Despite starting from the qualifying draw (and actually dropping a set in each of her matches there), Garcia managed to defeat three top 10 opponents to win her third WTA 1000 title. #3 Maria Sakkari, #7 Aryna Sabalenka, and #8 Jessica Pegula all fell to the in-form Frenchwoman, who was able to come out on top against Petra Kvitova in the final. With the Western & Southern Open using the same lighter balls as the US Open this year, it became clear that if Garcia can take that form to New York, she’d be among the most dangerous players in the draw.

No break points faced yet, serve and return masterclass

Two matches into her 2022 US Open campaign, the 28-year-old is yet to experience any trouble on her serve. Neither Anna Kalinskaya nor Kamilla Rakhimova were able to generate a breakpoint on the Frenchwoman’s delivery. Meanwhile, Garcia has managed to keep her opponents under constant pressure with her deep-inside-the-court returning position.

Her playstyle is really all about that serve and return game, plus the quick points she’s able to play after either shot. There are a couple of key differences between Garcia and the classic power-oriented players like Aryna Sabalenka or Madison Keys. First of all, she takes the ball much earlier and loves venturing forward to the net. The Frenchwoman is also a more fluid mover than most hard-hitters, allowing her to stick around in extended rallies and look for opportunities to counter if the opponent gets her moving.

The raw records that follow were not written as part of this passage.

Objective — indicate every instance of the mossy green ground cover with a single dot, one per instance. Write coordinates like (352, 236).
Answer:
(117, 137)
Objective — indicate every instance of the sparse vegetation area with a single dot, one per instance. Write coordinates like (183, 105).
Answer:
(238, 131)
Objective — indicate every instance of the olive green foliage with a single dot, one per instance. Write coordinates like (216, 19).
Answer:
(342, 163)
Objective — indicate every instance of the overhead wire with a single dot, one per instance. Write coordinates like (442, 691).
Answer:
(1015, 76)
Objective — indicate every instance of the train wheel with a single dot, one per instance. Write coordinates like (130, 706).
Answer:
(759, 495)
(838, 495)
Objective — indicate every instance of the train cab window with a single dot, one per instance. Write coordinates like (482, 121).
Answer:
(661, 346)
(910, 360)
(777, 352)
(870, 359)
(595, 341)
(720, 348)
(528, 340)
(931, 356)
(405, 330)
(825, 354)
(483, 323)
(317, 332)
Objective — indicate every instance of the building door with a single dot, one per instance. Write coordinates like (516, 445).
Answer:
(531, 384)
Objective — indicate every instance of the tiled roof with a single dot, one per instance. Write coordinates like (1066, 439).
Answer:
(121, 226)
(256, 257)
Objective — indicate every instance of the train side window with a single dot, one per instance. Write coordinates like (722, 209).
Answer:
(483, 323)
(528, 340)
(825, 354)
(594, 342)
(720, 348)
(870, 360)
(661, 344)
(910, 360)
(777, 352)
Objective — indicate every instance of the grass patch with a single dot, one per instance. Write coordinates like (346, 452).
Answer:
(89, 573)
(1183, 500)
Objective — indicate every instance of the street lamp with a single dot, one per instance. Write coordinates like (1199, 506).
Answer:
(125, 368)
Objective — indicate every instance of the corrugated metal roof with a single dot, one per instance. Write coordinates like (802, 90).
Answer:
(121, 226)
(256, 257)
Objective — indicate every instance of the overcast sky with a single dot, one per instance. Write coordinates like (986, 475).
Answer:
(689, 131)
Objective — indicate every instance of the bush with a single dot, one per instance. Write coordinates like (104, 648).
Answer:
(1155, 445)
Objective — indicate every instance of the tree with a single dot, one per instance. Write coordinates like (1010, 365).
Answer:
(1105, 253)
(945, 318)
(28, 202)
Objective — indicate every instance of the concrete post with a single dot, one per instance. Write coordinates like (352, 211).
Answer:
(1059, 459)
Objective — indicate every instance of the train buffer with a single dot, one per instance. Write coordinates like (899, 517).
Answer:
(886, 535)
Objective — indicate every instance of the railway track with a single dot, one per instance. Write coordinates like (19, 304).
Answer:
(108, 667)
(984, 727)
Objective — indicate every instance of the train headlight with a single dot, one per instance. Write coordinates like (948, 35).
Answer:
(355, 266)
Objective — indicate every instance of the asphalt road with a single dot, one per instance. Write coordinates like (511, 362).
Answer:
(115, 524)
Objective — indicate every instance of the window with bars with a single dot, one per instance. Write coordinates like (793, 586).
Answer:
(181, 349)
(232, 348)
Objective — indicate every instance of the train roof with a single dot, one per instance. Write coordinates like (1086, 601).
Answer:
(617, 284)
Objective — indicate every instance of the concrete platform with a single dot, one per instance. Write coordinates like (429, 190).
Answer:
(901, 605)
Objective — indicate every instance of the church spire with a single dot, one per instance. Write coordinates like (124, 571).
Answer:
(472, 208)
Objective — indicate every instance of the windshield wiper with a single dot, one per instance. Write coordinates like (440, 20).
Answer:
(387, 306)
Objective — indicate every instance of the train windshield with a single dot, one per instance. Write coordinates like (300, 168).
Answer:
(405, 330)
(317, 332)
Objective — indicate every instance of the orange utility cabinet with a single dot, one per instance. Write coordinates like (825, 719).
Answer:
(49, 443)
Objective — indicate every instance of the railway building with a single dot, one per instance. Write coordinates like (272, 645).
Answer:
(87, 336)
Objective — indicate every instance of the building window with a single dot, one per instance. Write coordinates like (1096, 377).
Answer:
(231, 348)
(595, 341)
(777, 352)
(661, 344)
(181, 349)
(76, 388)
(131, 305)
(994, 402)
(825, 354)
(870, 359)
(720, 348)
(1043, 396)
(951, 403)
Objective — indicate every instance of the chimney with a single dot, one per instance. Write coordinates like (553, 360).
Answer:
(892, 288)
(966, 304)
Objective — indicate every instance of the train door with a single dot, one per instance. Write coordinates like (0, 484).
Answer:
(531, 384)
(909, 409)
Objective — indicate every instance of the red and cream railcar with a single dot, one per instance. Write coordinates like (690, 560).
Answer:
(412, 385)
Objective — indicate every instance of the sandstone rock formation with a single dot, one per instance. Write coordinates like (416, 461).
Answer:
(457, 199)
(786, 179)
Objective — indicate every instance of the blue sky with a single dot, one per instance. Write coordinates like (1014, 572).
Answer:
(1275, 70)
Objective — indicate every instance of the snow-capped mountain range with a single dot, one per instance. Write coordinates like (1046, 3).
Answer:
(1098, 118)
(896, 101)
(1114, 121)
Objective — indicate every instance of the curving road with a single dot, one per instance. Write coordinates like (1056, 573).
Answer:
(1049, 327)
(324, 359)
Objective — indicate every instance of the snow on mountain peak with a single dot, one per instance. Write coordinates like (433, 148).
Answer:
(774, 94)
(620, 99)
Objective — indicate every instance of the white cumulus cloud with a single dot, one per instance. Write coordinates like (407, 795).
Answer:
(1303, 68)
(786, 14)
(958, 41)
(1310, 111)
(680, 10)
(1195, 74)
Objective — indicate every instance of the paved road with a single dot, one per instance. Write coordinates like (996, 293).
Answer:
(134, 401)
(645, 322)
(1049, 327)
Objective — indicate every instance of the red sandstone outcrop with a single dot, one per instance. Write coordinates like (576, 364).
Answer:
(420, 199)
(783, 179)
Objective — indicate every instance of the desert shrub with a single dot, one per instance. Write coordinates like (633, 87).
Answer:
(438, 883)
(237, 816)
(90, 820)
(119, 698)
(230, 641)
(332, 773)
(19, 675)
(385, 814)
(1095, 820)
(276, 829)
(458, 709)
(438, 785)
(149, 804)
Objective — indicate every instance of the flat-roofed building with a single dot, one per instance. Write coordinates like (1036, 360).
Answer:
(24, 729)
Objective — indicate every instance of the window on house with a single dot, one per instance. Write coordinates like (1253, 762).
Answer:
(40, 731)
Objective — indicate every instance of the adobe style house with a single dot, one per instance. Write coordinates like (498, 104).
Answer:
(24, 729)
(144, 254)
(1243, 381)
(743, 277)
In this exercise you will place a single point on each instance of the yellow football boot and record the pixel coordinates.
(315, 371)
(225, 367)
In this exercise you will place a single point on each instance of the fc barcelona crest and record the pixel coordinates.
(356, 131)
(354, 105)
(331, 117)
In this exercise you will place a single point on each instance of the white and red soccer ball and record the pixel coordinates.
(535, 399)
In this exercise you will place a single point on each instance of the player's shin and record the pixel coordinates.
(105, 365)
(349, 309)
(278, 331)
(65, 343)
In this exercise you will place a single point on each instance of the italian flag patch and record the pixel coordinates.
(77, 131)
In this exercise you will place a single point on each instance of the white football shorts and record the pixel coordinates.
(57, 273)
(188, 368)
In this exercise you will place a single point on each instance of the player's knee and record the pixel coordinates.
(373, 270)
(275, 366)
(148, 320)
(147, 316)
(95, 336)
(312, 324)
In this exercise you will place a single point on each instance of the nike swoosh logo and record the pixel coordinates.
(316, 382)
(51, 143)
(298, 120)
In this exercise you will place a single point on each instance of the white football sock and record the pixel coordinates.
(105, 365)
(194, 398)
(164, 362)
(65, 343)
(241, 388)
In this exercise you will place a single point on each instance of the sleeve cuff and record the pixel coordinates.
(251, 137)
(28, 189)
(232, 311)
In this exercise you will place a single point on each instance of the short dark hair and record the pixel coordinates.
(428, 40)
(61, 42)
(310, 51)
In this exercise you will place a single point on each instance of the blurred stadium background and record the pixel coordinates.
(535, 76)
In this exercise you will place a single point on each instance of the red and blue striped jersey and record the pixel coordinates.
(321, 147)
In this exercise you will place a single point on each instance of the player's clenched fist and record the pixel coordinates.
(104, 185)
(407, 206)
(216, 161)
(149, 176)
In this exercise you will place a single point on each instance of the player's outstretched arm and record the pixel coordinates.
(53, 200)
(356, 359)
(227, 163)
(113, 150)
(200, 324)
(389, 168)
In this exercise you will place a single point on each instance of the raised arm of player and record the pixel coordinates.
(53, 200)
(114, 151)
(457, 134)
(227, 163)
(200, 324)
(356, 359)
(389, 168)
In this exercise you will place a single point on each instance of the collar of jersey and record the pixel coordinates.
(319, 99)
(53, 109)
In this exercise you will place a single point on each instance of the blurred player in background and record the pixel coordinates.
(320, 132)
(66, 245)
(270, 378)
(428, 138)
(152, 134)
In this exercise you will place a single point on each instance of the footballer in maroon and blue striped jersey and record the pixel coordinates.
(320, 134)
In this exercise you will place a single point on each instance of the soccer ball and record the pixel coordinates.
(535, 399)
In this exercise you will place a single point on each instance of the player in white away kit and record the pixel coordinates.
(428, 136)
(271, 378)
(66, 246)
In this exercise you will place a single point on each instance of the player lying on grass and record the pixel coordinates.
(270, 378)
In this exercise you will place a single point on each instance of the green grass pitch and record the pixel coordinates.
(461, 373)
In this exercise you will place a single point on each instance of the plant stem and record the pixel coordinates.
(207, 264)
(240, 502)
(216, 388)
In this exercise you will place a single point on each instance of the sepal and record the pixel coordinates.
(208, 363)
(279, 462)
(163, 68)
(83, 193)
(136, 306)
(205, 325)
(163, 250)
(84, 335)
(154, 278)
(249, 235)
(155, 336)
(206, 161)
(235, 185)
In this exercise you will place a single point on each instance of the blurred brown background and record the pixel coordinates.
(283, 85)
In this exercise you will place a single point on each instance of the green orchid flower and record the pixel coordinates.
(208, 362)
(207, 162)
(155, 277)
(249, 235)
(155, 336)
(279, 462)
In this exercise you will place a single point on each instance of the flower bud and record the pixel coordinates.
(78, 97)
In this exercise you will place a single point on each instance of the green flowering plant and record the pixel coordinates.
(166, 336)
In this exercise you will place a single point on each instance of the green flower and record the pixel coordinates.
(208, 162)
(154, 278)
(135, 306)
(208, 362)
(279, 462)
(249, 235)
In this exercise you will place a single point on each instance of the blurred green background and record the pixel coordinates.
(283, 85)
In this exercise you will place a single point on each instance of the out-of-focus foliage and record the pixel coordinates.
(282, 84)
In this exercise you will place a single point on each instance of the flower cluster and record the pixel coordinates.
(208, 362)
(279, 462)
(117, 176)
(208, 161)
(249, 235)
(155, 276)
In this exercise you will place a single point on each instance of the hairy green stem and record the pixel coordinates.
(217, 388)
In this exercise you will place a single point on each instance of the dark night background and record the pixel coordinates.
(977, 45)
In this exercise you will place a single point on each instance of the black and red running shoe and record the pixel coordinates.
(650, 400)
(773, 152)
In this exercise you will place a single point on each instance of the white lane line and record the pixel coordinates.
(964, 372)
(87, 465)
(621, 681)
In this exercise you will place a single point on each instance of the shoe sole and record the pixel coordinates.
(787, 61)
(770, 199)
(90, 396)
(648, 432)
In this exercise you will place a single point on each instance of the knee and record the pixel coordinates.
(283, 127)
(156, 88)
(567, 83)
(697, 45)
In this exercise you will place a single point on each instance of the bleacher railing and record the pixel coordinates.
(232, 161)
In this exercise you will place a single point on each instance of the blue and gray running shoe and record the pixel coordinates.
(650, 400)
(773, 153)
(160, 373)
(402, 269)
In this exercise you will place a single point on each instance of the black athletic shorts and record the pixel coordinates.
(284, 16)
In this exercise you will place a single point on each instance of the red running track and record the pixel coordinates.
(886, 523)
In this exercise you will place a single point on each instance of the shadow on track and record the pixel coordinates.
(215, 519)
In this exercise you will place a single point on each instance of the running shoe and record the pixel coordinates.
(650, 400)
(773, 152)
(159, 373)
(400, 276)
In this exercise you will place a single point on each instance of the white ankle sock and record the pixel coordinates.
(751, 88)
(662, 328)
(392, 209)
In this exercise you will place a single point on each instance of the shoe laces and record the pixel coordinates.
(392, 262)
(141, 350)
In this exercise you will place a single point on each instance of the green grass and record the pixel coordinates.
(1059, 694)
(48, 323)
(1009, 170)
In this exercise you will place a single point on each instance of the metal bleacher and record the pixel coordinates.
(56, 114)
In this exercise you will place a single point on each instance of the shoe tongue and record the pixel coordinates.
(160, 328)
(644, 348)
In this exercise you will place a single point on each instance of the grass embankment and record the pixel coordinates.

But usually, Garcia doesn’t give her rivals that chance. She’s relentless in seeking out opportunities to attack and doesn’t get flustered when things don’t go her way. This is very important with the hit-or-miss returning strategy – one might often feel like the Frenchwoman should move backward and try to put the ball back in play instead of barely getting a racket on some of the stronger deliveries. The 28-year-old knows what she’s doing though and realizes that if she links a few strong return points together, the pressure on the server will be just devastating.

Shades of doubles expertise in her singles game, what’s next up in New York?

Garcia also resided as high as World No. 2 in the doubles ranking, partnering Kristina Mladenovic to win the French Open twice (2016, 2022). Some attributes that make her so strong in that discipline are also incredibly important in her singles game. After all, doubles is all about being comfortable at the net, plus relies even more heavily than singles on serve and return. Aggressive strategy on the latter often pays off, because if you just play it without much intent, there’s a big chance that your shot will be cut off at the net.

Coming back to the 2022 US Open, the first couple of rounds have been very straightforward for the Frenchwoman. But with the 2019 champion, Bianca Andreescu, awaiting her in round three, the next encounter will be a completely different challenge. One thing’s certain though – when Garcia is riding a wave of confidence, she’s capable of beating just about anyone.